En 2023, 88 pays autorisent le recours à l’interruption volontaire de grossesse, sur demande et sans restriction ou pour des raisons socio-économiques. Cependant, ce droit demeure restreint, voire inexistant dans 24 pays dans lesquels l’avortement est strictement interdit ; dans 41 pays, il est autorisé seulement pour sauver la vie de la mère ; dans 49 pays, il est autorisé pour des raisons de santé.
Pourtant, décider d’avorter, c’est exercer en tant que femme un droit humain fondamental lié à sa santé, à son intégrité physique, à sa faculté à prendre des décisions en toute autonomie pour se projeter dans l’avenir. C’est aussi un enjeu d’égalité et de justice sociale puisque les femmes les plus précaires et les plus vulnérables ne peuvent pas toujours voyager ou s’acquitter de montants élevés pour bénéficier de ce droit. Elles sont donc assignées à résidence aux prises d’un destin conditionné par des hommes majoritaires au pouvoir qui légifèrent et tranchent pour elles.

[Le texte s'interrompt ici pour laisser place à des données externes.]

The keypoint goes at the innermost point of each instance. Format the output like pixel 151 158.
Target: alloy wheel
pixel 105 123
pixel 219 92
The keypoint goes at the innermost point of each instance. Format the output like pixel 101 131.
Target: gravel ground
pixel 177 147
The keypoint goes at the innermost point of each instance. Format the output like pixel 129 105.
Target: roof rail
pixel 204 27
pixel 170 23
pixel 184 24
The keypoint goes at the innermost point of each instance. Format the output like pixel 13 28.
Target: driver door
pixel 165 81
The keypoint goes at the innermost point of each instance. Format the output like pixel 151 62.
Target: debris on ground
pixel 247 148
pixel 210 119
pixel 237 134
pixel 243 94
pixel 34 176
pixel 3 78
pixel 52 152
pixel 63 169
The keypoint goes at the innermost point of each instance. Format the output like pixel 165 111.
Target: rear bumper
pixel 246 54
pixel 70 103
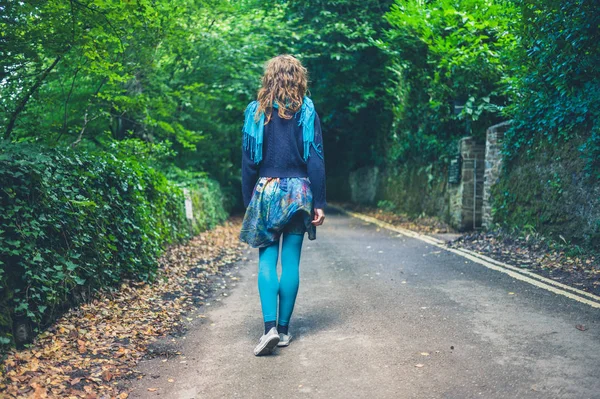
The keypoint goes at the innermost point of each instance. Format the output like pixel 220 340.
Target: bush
pixel 72 222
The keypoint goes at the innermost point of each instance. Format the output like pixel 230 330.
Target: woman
pixel 283 187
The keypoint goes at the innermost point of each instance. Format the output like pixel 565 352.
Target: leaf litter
pixel 558 261
pixel 93 349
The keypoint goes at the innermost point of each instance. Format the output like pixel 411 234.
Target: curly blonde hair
pixel 285 81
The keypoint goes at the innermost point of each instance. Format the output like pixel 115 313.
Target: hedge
pixel 72 222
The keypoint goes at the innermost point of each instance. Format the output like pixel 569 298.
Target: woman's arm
pixel 249 176
pixel 316 168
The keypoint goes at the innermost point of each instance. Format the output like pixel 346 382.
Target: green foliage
pixel 88 73
pixel 446 53
pixel 558 81
pixel 72 222
pixel 549 193
pixel 337 42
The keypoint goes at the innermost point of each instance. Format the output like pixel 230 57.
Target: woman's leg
pixel 290 278
pixel 268 286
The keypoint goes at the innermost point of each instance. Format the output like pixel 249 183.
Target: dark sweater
pixel 283 151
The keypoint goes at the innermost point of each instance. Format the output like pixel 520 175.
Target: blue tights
pixel 287 287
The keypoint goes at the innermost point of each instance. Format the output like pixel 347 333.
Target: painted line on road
pixel 519 274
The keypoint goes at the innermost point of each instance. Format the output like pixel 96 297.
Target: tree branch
pixel 21 105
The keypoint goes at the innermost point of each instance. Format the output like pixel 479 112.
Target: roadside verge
pixel 519 274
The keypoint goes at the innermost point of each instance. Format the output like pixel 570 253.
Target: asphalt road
pixel 381 315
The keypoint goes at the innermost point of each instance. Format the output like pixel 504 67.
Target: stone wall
pixel 363 185
pixel 493 166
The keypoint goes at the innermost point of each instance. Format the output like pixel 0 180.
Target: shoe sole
pixel 282 344
pixel 268 347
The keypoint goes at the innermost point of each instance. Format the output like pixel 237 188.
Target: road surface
pixel 381 315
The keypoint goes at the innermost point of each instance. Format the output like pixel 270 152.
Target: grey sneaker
pixel 284 339
pixel 267 343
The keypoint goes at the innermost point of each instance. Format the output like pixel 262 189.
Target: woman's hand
pixel 319 217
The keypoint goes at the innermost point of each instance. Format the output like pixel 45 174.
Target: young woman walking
pixel 283 187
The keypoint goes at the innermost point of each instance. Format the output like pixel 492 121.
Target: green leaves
pixel 73 221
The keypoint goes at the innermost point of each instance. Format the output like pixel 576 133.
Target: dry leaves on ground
pixel 425 224
pixel 528 252
pixel 536 254
pixel 88 350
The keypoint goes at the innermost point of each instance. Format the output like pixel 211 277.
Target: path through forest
pixel 381 315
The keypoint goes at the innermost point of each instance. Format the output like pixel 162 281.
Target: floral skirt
pixel 278 205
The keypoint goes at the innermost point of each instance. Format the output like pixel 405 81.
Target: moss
pixel 550 192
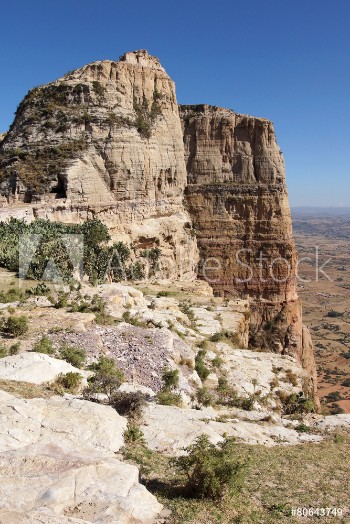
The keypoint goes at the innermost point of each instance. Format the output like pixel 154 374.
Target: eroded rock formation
pixel 106 140
pixel 237 197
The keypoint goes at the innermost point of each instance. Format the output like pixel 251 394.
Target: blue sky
pixel 284 60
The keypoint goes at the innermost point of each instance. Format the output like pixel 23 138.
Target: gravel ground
pixel 141 353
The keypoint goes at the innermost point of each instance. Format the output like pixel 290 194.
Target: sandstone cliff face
pixel 237 198
pixel 105 140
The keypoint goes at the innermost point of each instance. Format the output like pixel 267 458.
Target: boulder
pixel 67 448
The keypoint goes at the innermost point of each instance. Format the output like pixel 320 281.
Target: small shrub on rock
pixel 107 379
pixel 73 355
pixel 204 397
pixel 69 381
pixel 210 471
pixel 200 366
pixel 14 349
pixel 129 404
pixel 133 434
pixel 15 326
pixel 168 396
pixel 44 345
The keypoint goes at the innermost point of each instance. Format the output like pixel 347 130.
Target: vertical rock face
pixel 237 198
pixel 105 140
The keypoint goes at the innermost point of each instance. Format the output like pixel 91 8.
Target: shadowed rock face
pixel 106 141
pixel 237 198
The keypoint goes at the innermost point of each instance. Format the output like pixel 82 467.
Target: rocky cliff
pixel 106 140
pixel 237 197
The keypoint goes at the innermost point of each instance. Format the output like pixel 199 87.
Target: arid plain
pixel 323 241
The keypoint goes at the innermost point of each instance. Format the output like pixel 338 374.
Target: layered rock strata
pixel 105 140
pixel 237 197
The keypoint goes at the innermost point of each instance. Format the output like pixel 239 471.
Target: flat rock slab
pixel 58 465
pixel 36 368
pixel 169 429
pixel 69 485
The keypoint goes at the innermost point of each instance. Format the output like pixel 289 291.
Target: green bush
pixel 73 355
pixel 12 295
pixel 210 471
pixel 107 379
pixel 334 314
pixel 133 434
pixel 40 290
pixel 170 378
pixel 129 404
pixel 294 403
pixel 69 381
pixel 15 326
pixel 204 397
pixel 186 307
pixel 44 345
pixel 169 398
pixel 14 349
pixel 200 366
pixel 98 88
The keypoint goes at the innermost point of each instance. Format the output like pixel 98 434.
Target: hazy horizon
pixel 284 62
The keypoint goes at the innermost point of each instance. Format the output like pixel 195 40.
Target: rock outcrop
pixel 36 368
pixel 106 141
pixel 237 197
pixel 58 465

À celles et ceux qui soulignent la prétendue « légèreté » de ce choix, rappelons que l’IVG n’est pas une promenade de santé. C’est un « drame » qui n’est « jamais fait de gaieté de cœur », comme le rappelait Simone Veil, digne et infiniment courageuse, devant une Assemblée nationale peu acquise à sa cause lors du vote pour la dépénalisation de l’avortement, en France, en 1974.
Cinquante ans se sont écoulés : cinquante ans qui auraient pu ancrer l’irréversibilité de ce droit. Au lieu de cela, les mouvements conservateurs et anti-droits n’ont jamais été aussi vivaces, obligeant les défenseur·e·s des droits humains à redoubler d’engagement et de pédagogie auprès des décideurs et du grand public. La bataille pour l’accès à l’IVG est aussi une bataille de l’information : aller au-delà des idées préconçues, démanteler une forme de doxa sociale pour que le sujet puisse être entendu et considéré par des femmes – souvent jeunes – en proie à des croyances familiales à l’opposé de leur projet de vie.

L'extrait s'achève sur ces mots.